Ce postulat d’autonomie venant drapper la figure actuelle du journaliste repose notamment sur des mythes contemporains dont celui d’Albert Londres, l’éminent reporter de l’Entre-deux-guerres, mort en mission en 1932, et qui a même donné son nom à un prix prestigieux de la profession. Dans le livre qu'il dirige, Cyril Lemieux a la très bonne idée de consacrer une étude à cette « référence fondatrice du journalisme français », « le prince des reporters ». Peut-être Albert Londres doit-il cet honneur au fait « de ne s’être jamais résigné à n’être qu’un journaliste ». Cyril Lemieux s’approche ici au plus près des « tensions internes aux individus » et de la nécessité, pour le chercheur en sciences sociales étudiant le fait journalistique, d’y prêter attention. L’effort de compréhension de la dynamique propre à Albert Londres, base de la construction du mythe très agissant, « se traduit par des tentatives incessantes pour échapper aux formes de vie contraintes que génèrent les univers industriels et commerciaux de la presse moderne ». C’est, insiste Cyril Lemieux, par un surinvestissement dans la grammaire naturelle, dont témoignent ses vocations successives de poète et de voyageur, que de telles expressions libératrices sont d’abord recherchées. C’est ensuite à travers un surinvestissement dans la grammaire publique qui conduit à adopter des postures journalistiques nouvelles, marquées notamment par l’inconditionnalité de la règle de conservation de l’initiative. Aucune de ces tentatives de sortie du réalisme n’abolit pour autant les facultés de Londres à l’autocontrainte. Il s’agit bien ici de tensions : au moment où certains élans, en lui, le mènent à ne pas toujours se satisfaire d’être un journaliste, d’autres le conduisent à s’y résigner. De la dynamique de cette contradiction jaillissent les inventions journalistiques qui lui vaudront sa renommée. »

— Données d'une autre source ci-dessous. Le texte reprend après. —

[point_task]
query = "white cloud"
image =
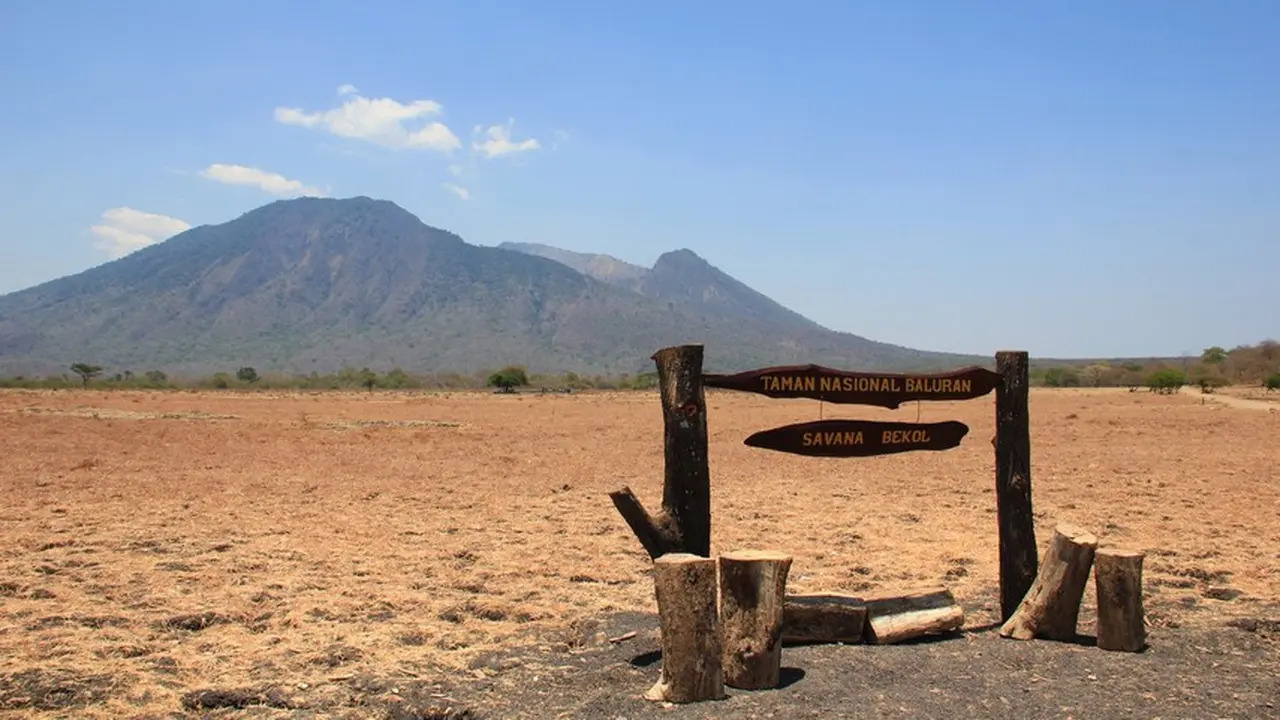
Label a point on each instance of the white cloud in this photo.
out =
(124, 229)
(274, 183)
(380, 121)
(498, 141)
(457, 190)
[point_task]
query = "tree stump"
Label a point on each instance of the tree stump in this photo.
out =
(753, 588)
(823, 618)
(1118, 577)
(903, 616)
(685, 588)
(1052, 606)
(684, 524)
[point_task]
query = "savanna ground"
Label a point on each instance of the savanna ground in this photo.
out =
(353, 555)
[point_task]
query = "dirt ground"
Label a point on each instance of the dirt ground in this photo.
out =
(429, 555)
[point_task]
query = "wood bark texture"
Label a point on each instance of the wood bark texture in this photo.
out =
(1052, 606)
(753, 589)
(1118, 579)
(685, 589)
(684, 524)
(656, 533)
(1014, 481)
(823, 619)
(686, 491)
(892, 618)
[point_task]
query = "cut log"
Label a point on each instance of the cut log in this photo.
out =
(1118, 577)
(892, 618)
(1052, 606)
(823, 619)
(685, 588)
(753, 588)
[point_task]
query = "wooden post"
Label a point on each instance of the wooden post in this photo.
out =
(1118, 578)
(1052, 606)
(894, 618)
(691, 670)
(753, 587)
(685, 520)
(823, 618)
(1014, 481)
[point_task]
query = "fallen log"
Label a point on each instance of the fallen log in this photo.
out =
(685, 589)
(753, 587)
(1118, 579)
(892, 618)
(823, 619)
(1052, 605)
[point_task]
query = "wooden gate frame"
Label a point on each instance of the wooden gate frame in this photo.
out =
(685, 520)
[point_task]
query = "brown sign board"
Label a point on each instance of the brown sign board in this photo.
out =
(859, 438)
(883, 390)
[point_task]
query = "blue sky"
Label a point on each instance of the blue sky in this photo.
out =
(1074, 178)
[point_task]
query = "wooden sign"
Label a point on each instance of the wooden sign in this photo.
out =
(859, 438)
(883, 390)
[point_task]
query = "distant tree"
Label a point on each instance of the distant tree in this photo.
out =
(1061, 377)
(86, 372)
(1208, 377)
(1096, 374)
(1166, 381)
(508, 378)
(1212, 355)
(397, 378)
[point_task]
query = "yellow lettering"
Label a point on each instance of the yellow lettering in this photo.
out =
(904, 437)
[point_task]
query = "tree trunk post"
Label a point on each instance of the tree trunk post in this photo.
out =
(686, 490)
(1014, 481)
(684, 524)
(691, 646)
(753, 589)
(1118, 578)
(1052, 606)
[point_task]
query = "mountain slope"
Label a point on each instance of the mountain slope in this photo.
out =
(679, 277)
(604, 268)
(316, 283)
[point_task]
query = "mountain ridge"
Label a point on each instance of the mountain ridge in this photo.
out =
(311, 283)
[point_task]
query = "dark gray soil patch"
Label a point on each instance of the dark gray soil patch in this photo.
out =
(1184, 673)
(53, 689)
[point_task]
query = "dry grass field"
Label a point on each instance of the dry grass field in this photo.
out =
(154, 543)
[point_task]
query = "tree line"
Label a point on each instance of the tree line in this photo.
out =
(1216, 367)
(507, 378)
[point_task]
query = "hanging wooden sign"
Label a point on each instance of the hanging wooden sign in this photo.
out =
(859, 438)
(883, 390)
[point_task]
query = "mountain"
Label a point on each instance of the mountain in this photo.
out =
(679, 277)
(318, 283)
(600, 267)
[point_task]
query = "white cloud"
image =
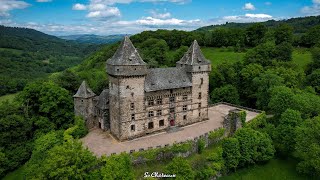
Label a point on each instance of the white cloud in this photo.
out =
(248, 18)
(44, 0)
(8, 5)
(79, 7)
(156, 14)
(312, 10)
(249, 6)
(268, 3)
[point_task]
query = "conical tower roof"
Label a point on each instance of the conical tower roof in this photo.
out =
(126, 54)
(194, 56)
(84, 91)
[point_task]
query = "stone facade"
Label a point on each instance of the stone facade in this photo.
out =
(141, 101)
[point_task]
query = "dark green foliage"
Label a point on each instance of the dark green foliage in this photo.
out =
(284, 140)
(27, 54)
(264, 82)
(116, 167)
(68, 80)
(47, 100)
(314, 80)
(255, 34)
(231, 153)
(281, 99)
(81, 129)
(227, 93)
(308, 147)
(181, 168)
(254, 146)
(283, 33)
(201, 145)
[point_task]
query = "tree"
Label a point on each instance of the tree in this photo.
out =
(284, 140)
(117, 167)
(262, 54)
(281, 99)
(283, 33)
(264, 82)
(308, 147)
(181, 168)
(231, 153)
(255, 34)
(284, 52)
(314, 80)
(227, 93)
(254, 146)
(69, 160)
(49, 101)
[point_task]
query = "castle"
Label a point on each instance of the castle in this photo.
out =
(142, 100)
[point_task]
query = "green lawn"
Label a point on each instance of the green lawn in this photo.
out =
(275, 169)
(8, 97)
(219, 55)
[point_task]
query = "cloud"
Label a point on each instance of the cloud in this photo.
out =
(268, 3)
(44, 0)
(312, 10)
(248, 18)
(156, 14)
(79, 7)
(248, 7)
(7, 5)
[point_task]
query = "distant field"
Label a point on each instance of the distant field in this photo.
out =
(219, 55)
(275, 169)
(301, 57)
(8, 97)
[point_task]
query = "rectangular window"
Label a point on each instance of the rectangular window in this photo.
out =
(150, 114)
(159, 112)
(151, 102)
(185, 97)
(161, 123)
(159, 101)
(150, 125)
(185, 108)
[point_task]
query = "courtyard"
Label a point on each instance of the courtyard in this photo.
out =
(102, 143)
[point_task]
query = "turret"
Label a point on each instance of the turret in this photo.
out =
(126, 61)
(193, 60)
(198, 68)
(83, 103)
(127, 73)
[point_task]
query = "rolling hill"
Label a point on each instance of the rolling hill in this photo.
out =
(94, 39)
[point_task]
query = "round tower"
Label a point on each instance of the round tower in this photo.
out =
(127, 72)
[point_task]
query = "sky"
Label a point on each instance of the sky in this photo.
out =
(106, 17)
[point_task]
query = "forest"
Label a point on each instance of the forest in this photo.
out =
(39, 133)
(27, 54)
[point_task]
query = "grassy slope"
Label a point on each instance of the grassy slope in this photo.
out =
(275, 169)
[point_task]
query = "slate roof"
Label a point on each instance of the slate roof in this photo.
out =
(126, 54)
(103, 100)
(166, 78)
(84, 91)
(194, 56)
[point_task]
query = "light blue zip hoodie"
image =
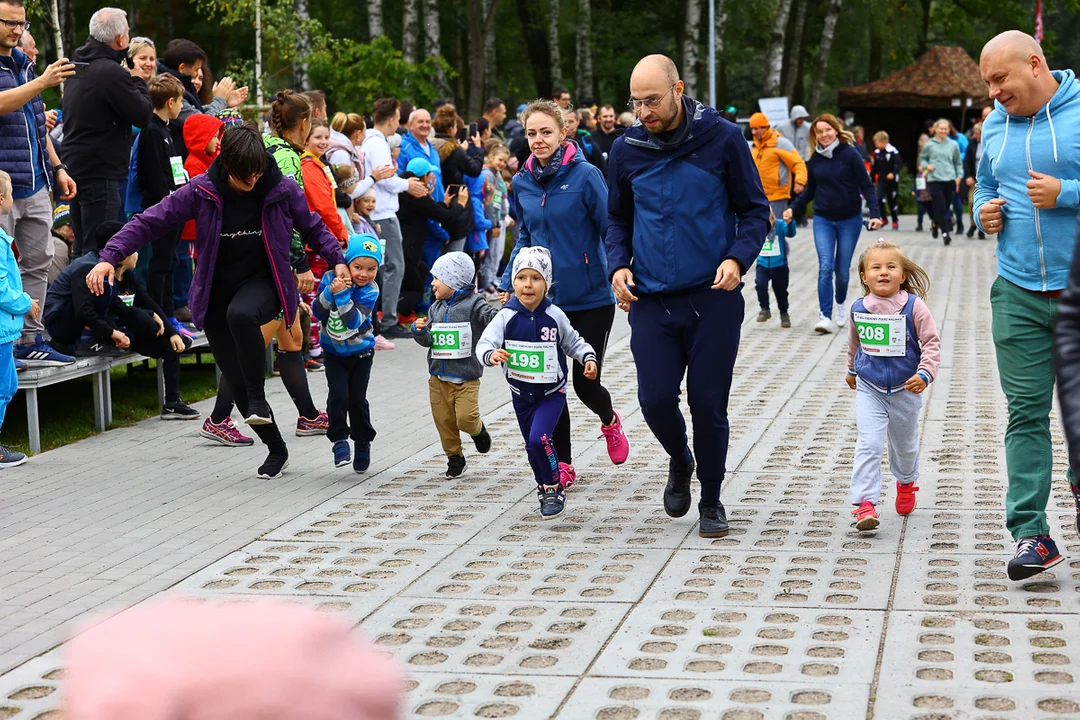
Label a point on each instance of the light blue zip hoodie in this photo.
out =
(1035, 246)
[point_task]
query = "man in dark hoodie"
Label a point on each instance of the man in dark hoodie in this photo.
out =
(99, 109)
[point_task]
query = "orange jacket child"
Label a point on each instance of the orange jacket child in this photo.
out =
(319, 188)
(199, 130)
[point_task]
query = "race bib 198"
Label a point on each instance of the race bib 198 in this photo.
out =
(450, 340)
(532, 362)
(883, 336)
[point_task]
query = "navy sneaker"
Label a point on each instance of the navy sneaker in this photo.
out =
(1076, 501)
(39, 354)
(1033, 556)
(361, 457)
(341, 456)
(552, 501)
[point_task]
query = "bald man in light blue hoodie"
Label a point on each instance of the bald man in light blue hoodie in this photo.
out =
(1027, 192)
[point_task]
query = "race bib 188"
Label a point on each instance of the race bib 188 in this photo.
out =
(885, 336)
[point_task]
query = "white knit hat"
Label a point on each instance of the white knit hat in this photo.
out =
(454, 269)
(534, 258)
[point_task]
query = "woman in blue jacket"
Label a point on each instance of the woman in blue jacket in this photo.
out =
(837, 182)
(562, 204)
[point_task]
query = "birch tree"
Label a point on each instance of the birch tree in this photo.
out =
(410, 30)
(584, 49)
(691, 42)
(556, 65)
(827, 32)
(774, 56)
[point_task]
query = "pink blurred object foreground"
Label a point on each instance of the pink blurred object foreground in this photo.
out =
(242, 661)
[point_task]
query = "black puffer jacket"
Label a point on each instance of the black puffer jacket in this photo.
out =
(1067, 360)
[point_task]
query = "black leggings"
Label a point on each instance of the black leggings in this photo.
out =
(941, 198)
(594, 326)
(233, 327)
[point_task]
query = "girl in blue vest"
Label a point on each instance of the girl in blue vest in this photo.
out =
(532, 337)
(893, 352)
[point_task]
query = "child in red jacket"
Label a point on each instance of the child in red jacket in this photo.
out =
(202, 135)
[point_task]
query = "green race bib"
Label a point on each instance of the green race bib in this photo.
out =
(883, 336)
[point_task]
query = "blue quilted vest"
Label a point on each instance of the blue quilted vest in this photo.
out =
(890, 374)
(15, 134)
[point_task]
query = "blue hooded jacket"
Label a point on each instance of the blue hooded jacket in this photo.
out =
(679, 208)
(1035, 246)
(568, 216)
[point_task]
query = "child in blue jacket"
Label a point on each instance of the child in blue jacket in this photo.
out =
(532, 337)
(14, 303)
(345, 310)
(772, 265)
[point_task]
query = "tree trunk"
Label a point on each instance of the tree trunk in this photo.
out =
(584, 49)
(920, 46)
(475, 59)
(536, 44)
(795, 56)
(556, 70)
(774, 57)
(300, 78)
(691, 43)
(410, 31)
(375, 18)
(827, 32)
(489, 55)
(432, 45)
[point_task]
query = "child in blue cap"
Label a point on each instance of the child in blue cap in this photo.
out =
(345, 309)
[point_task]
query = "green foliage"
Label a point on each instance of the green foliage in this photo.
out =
(361, 73)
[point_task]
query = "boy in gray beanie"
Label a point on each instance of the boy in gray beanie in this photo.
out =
(456, 320)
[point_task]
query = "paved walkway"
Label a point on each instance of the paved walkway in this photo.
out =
(616, 610)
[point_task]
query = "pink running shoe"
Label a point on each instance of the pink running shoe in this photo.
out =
(567, 475)
(225, 433)
(618, 443)
(316, 426)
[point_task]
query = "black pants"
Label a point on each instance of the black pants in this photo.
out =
(97, 201)
(347, 397)
(233, 327)
(888, 194)
(941, 199)
(594, 326)
(142, 330)
(159, 284)
(779, 277)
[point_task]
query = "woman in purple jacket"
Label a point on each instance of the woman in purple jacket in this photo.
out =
(245, 212)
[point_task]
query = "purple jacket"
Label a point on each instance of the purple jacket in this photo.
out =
(285, 208)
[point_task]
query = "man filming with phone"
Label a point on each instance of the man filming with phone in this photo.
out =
(28, 157)
(102, 103)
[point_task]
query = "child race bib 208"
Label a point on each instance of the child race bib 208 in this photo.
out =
(883, 336)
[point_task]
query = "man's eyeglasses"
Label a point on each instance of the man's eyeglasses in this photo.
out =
(649, 103)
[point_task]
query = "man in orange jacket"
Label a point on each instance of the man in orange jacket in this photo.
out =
(778, 162)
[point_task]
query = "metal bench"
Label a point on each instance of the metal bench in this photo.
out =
(99, 367)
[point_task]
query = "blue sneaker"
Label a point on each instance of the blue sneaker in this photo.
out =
(39, 354)
(341, 453)
(362, 457)
(1033, 556)
(552, 501)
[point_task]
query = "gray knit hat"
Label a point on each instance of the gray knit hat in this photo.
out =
(454, 269)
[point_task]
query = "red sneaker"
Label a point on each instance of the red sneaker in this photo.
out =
(905, 498)
(865, 516)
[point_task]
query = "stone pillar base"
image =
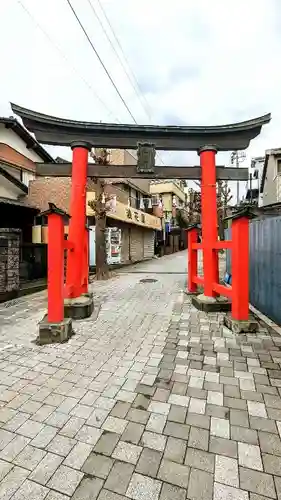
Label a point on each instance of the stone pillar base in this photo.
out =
(211, 304)
(238, 327)
(50, 333)
(79, 308)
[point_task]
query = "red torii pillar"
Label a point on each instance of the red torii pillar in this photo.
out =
(75, 258)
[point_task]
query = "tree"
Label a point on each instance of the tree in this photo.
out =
(99, 206)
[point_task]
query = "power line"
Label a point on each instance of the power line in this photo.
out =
(100, 60)
(74, 69)
(133, 80)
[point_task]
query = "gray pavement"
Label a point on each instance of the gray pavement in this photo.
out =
(150, 400)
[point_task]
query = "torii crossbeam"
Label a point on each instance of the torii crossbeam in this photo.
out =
(206, 140)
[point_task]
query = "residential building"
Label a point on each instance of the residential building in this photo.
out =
(172, 196)
(19, 259)
(19, 152)
(270, 186)
(130, 221)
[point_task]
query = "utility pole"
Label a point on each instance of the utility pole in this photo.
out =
(100, 209)
(237, 157)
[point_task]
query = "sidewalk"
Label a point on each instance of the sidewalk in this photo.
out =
(152, 400)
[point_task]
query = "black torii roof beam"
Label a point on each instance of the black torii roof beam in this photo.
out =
(63, 132)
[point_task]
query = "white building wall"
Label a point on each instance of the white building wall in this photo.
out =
(8, 136)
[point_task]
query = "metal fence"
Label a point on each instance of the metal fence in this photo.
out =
(265, 266)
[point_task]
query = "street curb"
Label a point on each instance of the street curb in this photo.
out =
(265, 319)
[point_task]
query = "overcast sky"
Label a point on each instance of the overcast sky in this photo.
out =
(197, 62)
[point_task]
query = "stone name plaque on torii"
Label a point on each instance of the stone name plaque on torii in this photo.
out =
(147, 139)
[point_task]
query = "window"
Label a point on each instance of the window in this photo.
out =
(155, 199)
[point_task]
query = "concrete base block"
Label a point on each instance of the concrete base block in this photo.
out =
(79, 308)
(50, 333)
(237, 327)
(211, 304)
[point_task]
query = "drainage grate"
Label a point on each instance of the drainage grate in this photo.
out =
(148, 280)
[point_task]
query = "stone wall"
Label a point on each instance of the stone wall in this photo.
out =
(9, 259)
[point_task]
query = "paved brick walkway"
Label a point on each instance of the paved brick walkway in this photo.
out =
(152, 400)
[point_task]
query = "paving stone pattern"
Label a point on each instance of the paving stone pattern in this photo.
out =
(151, 401)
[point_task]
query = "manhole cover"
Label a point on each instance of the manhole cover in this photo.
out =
(148, 280)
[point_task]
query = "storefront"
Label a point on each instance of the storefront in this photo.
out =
(130, 234)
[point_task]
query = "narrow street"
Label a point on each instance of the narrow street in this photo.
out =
(149, 400)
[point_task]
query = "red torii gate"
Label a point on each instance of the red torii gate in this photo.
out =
(81, 137)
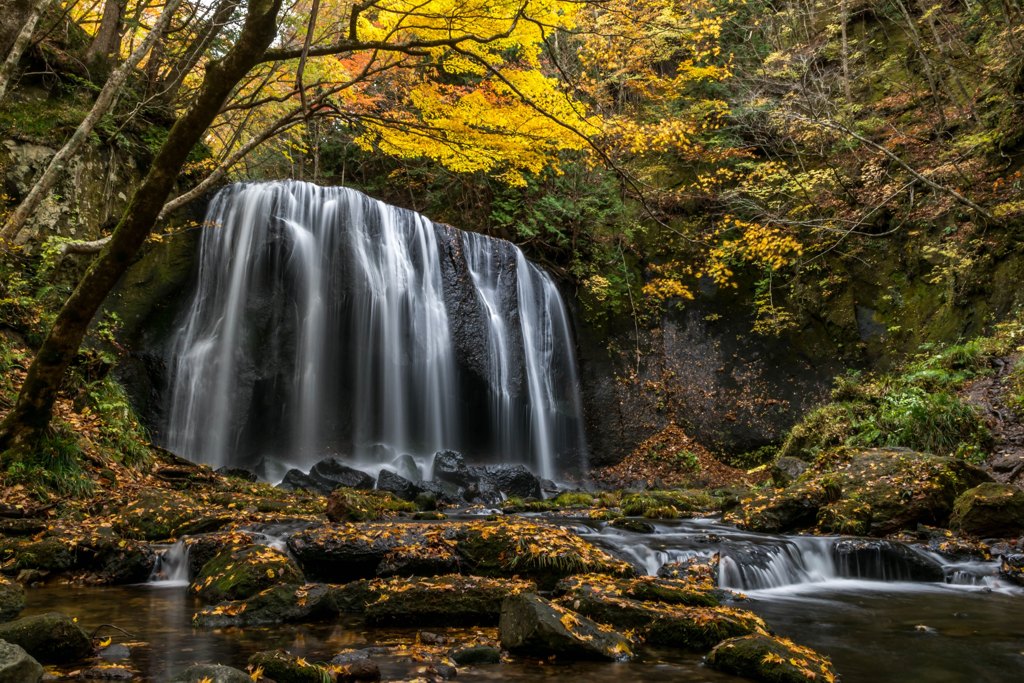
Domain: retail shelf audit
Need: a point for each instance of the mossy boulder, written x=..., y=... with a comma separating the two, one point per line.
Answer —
x=476, y=654
x=16, y=666
x=113, y=560
x=211, y=673
x=340, y=553
x=351, y=505
x=885, y=560
x=11, y=599
x=991, y=510
x=453, y=600
x=47, y=554
x=202, y=549
x=534, y=627
x=281, y=667
x=543, y=553
x=281, y=604
x=1012, y=568
x=769, y=658
x=695, y=593
x=697, y=570
x=162, y=514
x=239, y=573
x=675, y=624
x=51, y=638
x=875, y=492
x=787, y=469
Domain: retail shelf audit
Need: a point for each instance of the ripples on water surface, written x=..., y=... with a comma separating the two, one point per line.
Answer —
x=873, y=631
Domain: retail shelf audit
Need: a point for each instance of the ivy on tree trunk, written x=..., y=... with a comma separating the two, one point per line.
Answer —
x=31, y=414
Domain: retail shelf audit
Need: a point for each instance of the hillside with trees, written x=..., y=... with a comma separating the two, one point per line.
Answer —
x=552, y=326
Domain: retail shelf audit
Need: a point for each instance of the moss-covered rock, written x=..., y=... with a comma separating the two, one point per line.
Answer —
x=991, y=510
x=211, y=673
x=476, y=654
x=11, y=599
x=697, y=570
x=696, y=592
x=873, y=492
x=534, y=627
x=281, y=667
x=453, y=600
x=352, y=505
x=47, y=554
x=239, y=573
x=764, y=657
x=340, y=553
x=113, y=560
x=16, y=666
x=281, y=604
x=660, y=612
x=161, y=514
x=51, y=638
x=202, y=549
x=540, y=552
x=1012, y=568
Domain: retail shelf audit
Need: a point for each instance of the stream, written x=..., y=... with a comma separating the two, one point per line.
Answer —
x=855, y=600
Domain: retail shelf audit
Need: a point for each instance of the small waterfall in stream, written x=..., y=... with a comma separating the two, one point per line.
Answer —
x=327, y=323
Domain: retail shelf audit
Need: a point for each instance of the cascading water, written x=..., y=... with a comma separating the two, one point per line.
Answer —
x=327, y=323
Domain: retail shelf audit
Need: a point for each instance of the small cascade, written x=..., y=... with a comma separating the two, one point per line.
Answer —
x=755, y=561
x=171, y=568
x=325, y=323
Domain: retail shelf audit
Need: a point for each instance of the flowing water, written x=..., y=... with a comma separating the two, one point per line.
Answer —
x=848, y=598
x=326, y=323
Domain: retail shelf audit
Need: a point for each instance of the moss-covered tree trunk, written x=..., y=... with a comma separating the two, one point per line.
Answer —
x=31, y=414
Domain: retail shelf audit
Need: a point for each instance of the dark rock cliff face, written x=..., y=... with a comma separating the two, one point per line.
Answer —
x=11, y=18
x=701, y=368
x=705, y=370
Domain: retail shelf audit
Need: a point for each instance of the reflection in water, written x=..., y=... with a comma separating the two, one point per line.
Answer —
x=875, y=631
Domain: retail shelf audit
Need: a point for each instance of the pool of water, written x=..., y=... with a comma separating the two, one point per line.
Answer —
x=875, y=631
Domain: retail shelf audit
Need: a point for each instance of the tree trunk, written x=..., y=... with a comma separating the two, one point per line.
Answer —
x=104, y=102
x=20, y=42
x=102, y=52
x=34, y=408
x=172, y=82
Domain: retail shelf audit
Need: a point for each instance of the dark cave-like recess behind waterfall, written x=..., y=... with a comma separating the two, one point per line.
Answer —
x=326, y=323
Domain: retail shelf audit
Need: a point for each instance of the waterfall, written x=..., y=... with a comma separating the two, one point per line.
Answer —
x=325, y=323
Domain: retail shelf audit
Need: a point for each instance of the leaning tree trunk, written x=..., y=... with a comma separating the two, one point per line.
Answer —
x=20, y=42
x=105, y=100
x=102, y=53
x=33, y=410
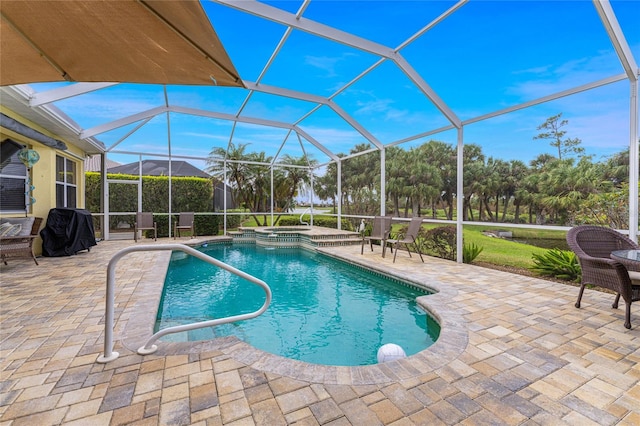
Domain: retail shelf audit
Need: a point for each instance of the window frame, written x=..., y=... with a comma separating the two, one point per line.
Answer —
x=26, y=205
x=65, y=184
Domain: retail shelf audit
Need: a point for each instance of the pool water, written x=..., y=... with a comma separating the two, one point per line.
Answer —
x=323, y=311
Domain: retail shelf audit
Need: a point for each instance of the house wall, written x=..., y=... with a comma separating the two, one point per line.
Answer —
x=43, y=174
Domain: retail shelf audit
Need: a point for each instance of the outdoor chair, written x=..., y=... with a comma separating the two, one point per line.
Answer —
x=380, y=232
x=145, y=222
x=20, y=244
x=410, y=238
x=593, y=246
x=184, y=223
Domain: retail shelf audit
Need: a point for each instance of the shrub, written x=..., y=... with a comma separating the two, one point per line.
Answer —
x=441, y=241
x=470, y=252
x=562, y=264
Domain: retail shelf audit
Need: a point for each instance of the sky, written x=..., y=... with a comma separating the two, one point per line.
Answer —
x=484, y=57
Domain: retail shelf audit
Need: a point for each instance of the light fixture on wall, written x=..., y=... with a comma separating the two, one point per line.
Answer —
x=29, y=157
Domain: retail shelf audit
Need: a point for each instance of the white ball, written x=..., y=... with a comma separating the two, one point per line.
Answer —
x=390, y=352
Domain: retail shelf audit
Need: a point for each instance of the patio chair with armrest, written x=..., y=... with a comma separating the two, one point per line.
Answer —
x=409, y=238
x=145, y=222
x=20, y=245
x=184, y=223
x=593, y=246
x=380, y=232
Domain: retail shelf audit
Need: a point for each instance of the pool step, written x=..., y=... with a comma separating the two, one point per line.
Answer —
x=310, y=238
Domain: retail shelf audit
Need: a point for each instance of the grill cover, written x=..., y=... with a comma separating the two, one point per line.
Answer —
x=67, y=232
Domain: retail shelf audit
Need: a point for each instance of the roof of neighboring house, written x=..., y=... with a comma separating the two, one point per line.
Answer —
x=93, y=164
x=160, y=168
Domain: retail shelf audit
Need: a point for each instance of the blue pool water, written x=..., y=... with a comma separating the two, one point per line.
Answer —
x=323, y=311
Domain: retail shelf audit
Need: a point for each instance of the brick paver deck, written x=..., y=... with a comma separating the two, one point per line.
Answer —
x=513, y=350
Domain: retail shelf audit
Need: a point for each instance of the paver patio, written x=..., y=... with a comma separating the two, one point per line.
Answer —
x=513, y=350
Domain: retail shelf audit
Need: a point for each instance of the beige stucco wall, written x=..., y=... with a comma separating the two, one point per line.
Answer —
x=43, y=174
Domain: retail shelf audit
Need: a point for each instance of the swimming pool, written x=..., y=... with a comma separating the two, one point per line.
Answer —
x=323, y=311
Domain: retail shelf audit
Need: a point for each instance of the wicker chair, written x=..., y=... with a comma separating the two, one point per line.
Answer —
x=410, y=238
x=380, y=232
x=20, y=245
x=144, y=222
x=593, y=246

Ces réflexions sont fortes parce qu’elles entrent en dialogue avec l’expérience qu’ont vécu et que ne cessent de vivre aujourd’hui de nombreux journalistes. Elles offrent aussi à Cyril Lemieux la possibilité d’énoncer l’une des onze leçons du livre, en clôture (mais en position d’ouverture) du bref et dense chapitre consacré à Albert Londres, celle de l’analyse des tensions internes aux individus devenant un principe d’explication d'une profession qui échappe aux simplifications et aux banalisations. 

La structure de La subjectivité journalistique, son projet même, révèlent en même temps l'ambition de réfléchir, dans le cadre d’une épistémologie pratique, aux questions et aux objets des sciences sociales. « Peut-on enquêter en sciences sociales sur des individualités ? » s’interrogent collectivement les auteurs. Une série de réponses est formée par ces onze leçons de méthode et d’écriture. Aussi un tel ouvrage ne fait-il pas seulement qu’offrir à ses lecteurs « des clefs accessibles pour mieux comprendre le monde contemporain sans s’affranchir des exigences scientifiques de leur discipline  ». Il donne à cette dernière une occasion majeure de se mettre à l’épreuve. Les sciences sociales ne sont jamais plus proches d’elles-mêmes que dans ce type d’enquête où chacun peut trouver matière à penser.